A number of companies have pursued treatments for both wet and dry AMD. In August, New York-based Ophthotech announced that its drug pegpleranib (Fovista) failed the third of three Phase 3 studies in wet AMD. Ophthotech was testing its drug in combination with two other FDA-approved wet AMD drugs, aflibercept (Eylea) or bevacizumab (Avastin). These drugs work by blocking a protein called VEGF, and they are meant to stop abnormal blood vessels from forming. Cellular Dynamics International, a Madison, WI, company that manufactures human cells for research applications, has a partnership with the National Eye Institute to make retinal cells from stem cells, which could be transplanted into patients to treat dry AMD.

Gemini was founded in 2015 based on research from its scientific founders at the University of Edinburgh and Tufts University. The company has also developed its approach to eye disease through partnerships with Newcastle University, Sanquin Blood Supply Foundation, and Durham, NC, gene therapy startup StrideBio.
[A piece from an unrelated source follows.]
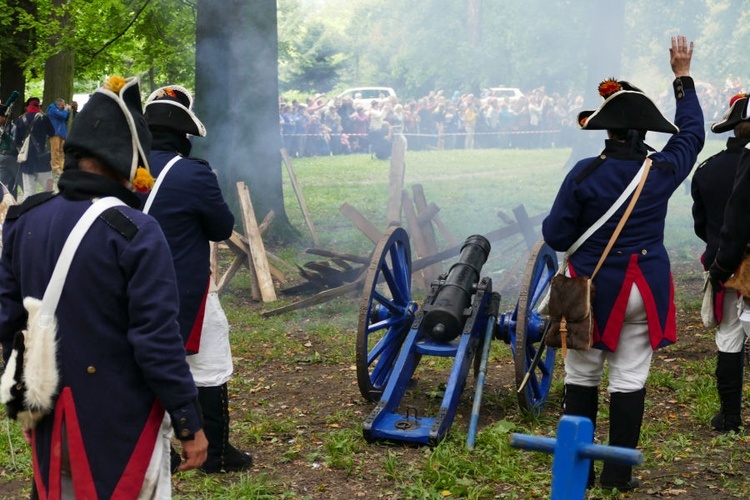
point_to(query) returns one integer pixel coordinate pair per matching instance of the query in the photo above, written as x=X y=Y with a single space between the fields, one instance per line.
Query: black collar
x=77 y=185
x=621 y=151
McLaughlin says Gemini has been developing its therapies for the last 18 months, following a round of seed funding in 2016. The company has been working from Atlas’ incubator space. So far, Gemini has reproduced the data from the academic founders and tested the feasibility of dosing its therapies in preclinical studies. One of Gemini’s candidates has advanced into preclinical development. Though McLaughlin says it’s “not too far away from the clinic,” he declined to provide a timeline for starting human testing. But he says that the new capital should be enough to bring multiple candidates into clinical trials.